(RxWiki News) Rollercoaster emotions and moods can both be problems during a woman's period. Heavy flows can make it worse.
But a recently published study found that a certain kind of birth control inserted into a woman's body could help ease heavy bleeding.
Researchers said the findings showed how this method can help with more than just preventing unwanted pregnancies and normalizing a woman's cycle.
"Talk to your MD about birth control."
The aim of the study, led by Janesh Gupta, MD, professor of obstetrics and gynecology at the University of Birmingham in the UK, was to see how well an intrauterine device (IUD) - commonly known as Mirena - helped women with menorrhagia, or extremely heavy periods that can last longer than normal.
IUDs are T-shaped devices inserted into a woman's uterus to prevent unwanted pregnancies. Some release hormones over time, such as levonorgestrel, found in Mirena.
The study was conducted over a two-year span at the University of Birmingham Clinical Trials Unit and included 571 women across the UK with heavier than normal periods. The women were between 25 and 50 years of age and had had at least three extremely heavy periods in a row.
Women who planned on getting pregnant, bled between periods or were on hormone-replacement therapy were excluded from the study.
Half of the women were assigned to use the hormonal IUD while the rest used some other birth control method, including the birth control pill. The participants were able to choose their treatments within their respective categories after discussing the options with their doctors.
Treatments could be changed as long as they remained in their category during the course of the study.
Researchers measured how heavy periods affected different aspects of the women's lives, including physical health, psychological health, social and family life, and work and daily routines.
They also tracked whether patients needed surgery in addition to their method of birth control to treat symptoms and how each patient felt about their sex lives and quality of life in general.
Six months after starting the birth control methods, menstrual symptoms improved in both groups.
The quality of sexual activity and the number of patients needing surgery to treat menorrhagia were both about the same.
"We expected fewer surgical interventions in the levonorgestrel IUD group, but rates were similarly low in the two groups," researchers wrote in their report.
"This finding may reflect the eligibility criteria for the trial, since women who had fibroids or other disorders were excluded."
The IUD group continued to have significantly better long-term results over the course of the study compared to those using other methods. The quality of life among those who had surgery remained the same.
In addition, women using IUDs reported better social, family and work lives compared to the other group. They also had greater psychological well-being and physical health.

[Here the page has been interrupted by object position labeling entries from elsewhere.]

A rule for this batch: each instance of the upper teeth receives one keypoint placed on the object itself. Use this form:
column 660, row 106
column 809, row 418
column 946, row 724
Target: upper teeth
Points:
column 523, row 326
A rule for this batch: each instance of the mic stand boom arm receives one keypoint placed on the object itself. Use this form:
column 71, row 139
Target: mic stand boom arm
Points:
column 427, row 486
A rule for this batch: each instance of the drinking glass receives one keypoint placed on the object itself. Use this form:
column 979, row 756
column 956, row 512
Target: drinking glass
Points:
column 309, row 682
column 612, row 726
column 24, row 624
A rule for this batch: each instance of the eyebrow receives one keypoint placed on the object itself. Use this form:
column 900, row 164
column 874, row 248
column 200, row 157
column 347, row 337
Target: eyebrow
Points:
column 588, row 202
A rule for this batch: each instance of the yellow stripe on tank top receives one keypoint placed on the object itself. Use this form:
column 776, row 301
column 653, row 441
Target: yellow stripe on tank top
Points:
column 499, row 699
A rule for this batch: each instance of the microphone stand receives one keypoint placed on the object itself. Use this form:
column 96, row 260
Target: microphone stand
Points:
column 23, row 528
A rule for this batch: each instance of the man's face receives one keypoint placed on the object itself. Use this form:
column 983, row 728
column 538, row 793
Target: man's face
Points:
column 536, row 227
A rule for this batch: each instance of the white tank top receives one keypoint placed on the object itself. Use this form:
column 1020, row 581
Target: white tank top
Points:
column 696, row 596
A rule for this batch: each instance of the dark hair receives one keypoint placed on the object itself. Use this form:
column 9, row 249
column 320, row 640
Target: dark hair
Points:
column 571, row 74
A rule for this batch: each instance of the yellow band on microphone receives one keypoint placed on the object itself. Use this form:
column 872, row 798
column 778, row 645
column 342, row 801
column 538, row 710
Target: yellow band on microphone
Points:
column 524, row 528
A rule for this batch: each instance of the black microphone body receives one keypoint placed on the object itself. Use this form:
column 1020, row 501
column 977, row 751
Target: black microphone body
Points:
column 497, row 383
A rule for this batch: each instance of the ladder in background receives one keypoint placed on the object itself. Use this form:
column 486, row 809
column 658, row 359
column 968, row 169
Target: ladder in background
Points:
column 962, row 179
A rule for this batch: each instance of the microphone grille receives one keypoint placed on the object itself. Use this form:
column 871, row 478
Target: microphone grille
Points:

Sixty-four percent of women assigned to the hormonal IUD were still using it by the two-year mark compared to 38 percent who used traditional methods.
"While the interventions studied in this trial represent options available in primary care settings in the UK, insertion of IUDs is not part of primary care in all healthcare settings, and in some circumstances requires gynecologist consultation," Dr. Gupta said in a press release.
"This trial should encourage the use of IUDs in primary care."
A number of patients changed treatments during the study, researchers noted, which may have underestimated results.
The study, funded by the National Institute for Health Research Technology Assessment Program, was published January 10 in the New England Journal of Medicine.
One of the authors received payments, royalties and lecture fees from various companies, including Hodder Arnold Publishing, Ethicon Gynecare, FemcareNikomed, United Kingdom National Health Service and Lincolnshire Police Force.